Having decided that you want a heater for your swimming pool you then need to decide which type. The main types are gas, solar and electric (mainly heat pumps) but even within these there are a number of choices to be made.
Gas Powered Heaters
These are the most common type and they have the advantage of being able to provide heat faster than other options as they are more powerful. Units designed for above ground pools (such as the Pentair MasterTemp 125) typically supply around 100k BTU, on the other hand a heater designed for an in ground pool (such as the Hayward H series) can provide up to about 400k BTU. This is particularly useful if you heat the pool intermittently and therefore need to raise the temperature quickly.
Gas pool heaters are available to use natural gas or propane. Clearly natural gas would be the best choice if it is supplied on site or LPG might be a good option if you already store it for home heating. If there is no existing supply of gas it may be best to look at some other form of pool heater.
Gas pool heaters also come in Electronic or Millivolt versions. Electronic versions are like a modern gas boiler and feature electronic spark ignition and micro processor control. Millivolt models use an older technology which uses a permanent pilot light and therefore is slightly less efficient. As well as being used as an ignition source the heat from the pilot light is used to produce a small voltage (where the name comes from) to power the controls. The former is the preferable option but it requires an electricity supply, if this is not possible a Millivolt heater is appropriate.
The major negative with gas heaters, especially those using LPG, is that they can be costly to operate.
You can buy direct electric heaters but these are expensive to run and so are usually only appropriate when heating small above-ground pools.
These days the electric heat pump is becoming an increasing popular choice (such as the Hayward HeatPro range). Heat Pumps work by transferring heat from the surrounding air into the pool water, rather than generating heat themselves. This means that in terms of energy used to heat output they can be several hundred per cent efficient. As a result they are cheaper to run than gas heaters and are more environmentally friendly. They are also expected to have a longer lifetime than gas heaters.

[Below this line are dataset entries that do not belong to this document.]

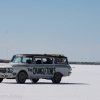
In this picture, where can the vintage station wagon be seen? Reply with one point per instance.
(36, 66)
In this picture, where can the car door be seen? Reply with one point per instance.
(48, 66)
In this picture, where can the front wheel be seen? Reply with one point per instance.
(1, 79)
(57, 78)
(35, 80)
(21, 77)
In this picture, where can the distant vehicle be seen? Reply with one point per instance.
(36, 66)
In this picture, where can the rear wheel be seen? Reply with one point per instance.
(57, 78)
(35, 80)
(1, 79)
(21, 77)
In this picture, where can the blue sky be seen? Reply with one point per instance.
(69, 27)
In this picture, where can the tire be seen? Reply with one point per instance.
(35, 80)
(21, 77)
(1, 79)
(56, 78)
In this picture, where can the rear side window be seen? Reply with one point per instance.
(38, 60)
(47, 60)
(61, 61)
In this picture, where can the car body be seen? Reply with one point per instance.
(36, 66)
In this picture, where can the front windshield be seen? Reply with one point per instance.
(22, 59)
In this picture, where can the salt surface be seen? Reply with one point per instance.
(83, 84)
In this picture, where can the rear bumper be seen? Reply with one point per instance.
(7, 75)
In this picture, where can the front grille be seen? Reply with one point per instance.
(2, 70)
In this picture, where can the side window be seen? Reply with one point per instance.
(37, 60)
(27, 60)
(47, 60)
(17, 59)
(60, 61)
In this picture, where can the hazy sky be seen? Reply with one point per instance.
(69, 27)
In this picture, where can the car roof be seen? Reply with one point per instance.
(43, 55)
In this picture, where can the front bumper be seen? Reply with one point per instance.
(7, 75)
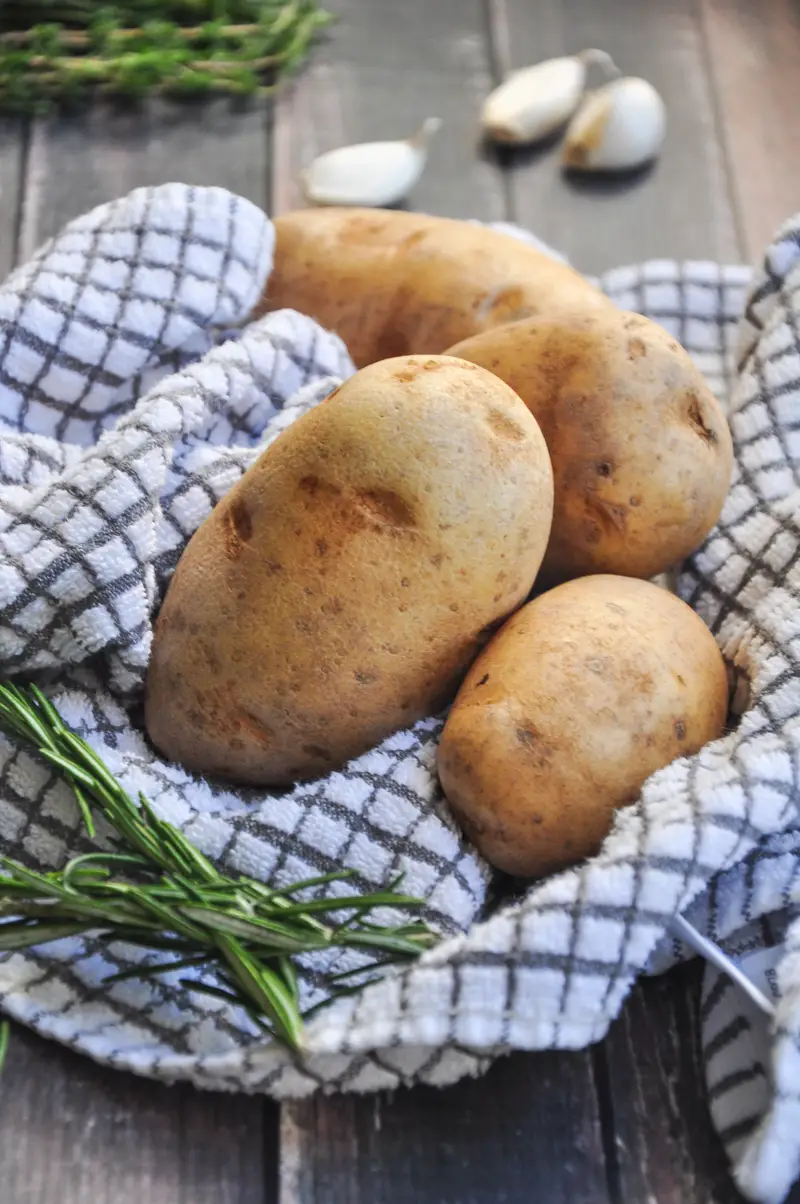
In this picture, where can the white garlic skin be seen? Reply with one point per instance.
(617, 128)
(534, 101)
(369, 175)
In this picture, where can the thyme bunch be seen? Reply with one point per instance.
(64, 52)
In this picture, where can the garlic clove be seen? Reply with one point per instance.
(534, 101)
(618, 127)
(369, 173)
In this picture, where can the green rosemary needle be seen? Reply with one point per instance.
(163, 893)
(69, 51)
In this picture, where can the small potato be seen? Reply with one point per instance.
(578, 698)
(640, 448)
(343, 586)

Heat pumps do have some disadvantages. They are not as powerful as gas heaters and are best run continuously, to maintain the pool temperature. In addition the air temperature should be at least forty-five degrees if they are to work efficiently.
Solar Pool Heaters
In these systems the pool water is pumped through solar collectors which are designed to trap solar energy. Although each location is different, a good rule of thumb is that the area of solar collectors should be the same as the pool area. Solar heating will probably be more expensive to purchase and install than other types but should have a longer lifetime and be less costly to operate. It is certainly the best option if you want to be environmentally friendly.
There are more things that you need to address with a solar system if it is to work satisfactorily. These include the local climate, finding the best location, heeding local building codes and making sure the system is safe. Solar systems are dependent on the local climate so the most important thing is to ensure that the system will heat the pool for the period you wish to use it.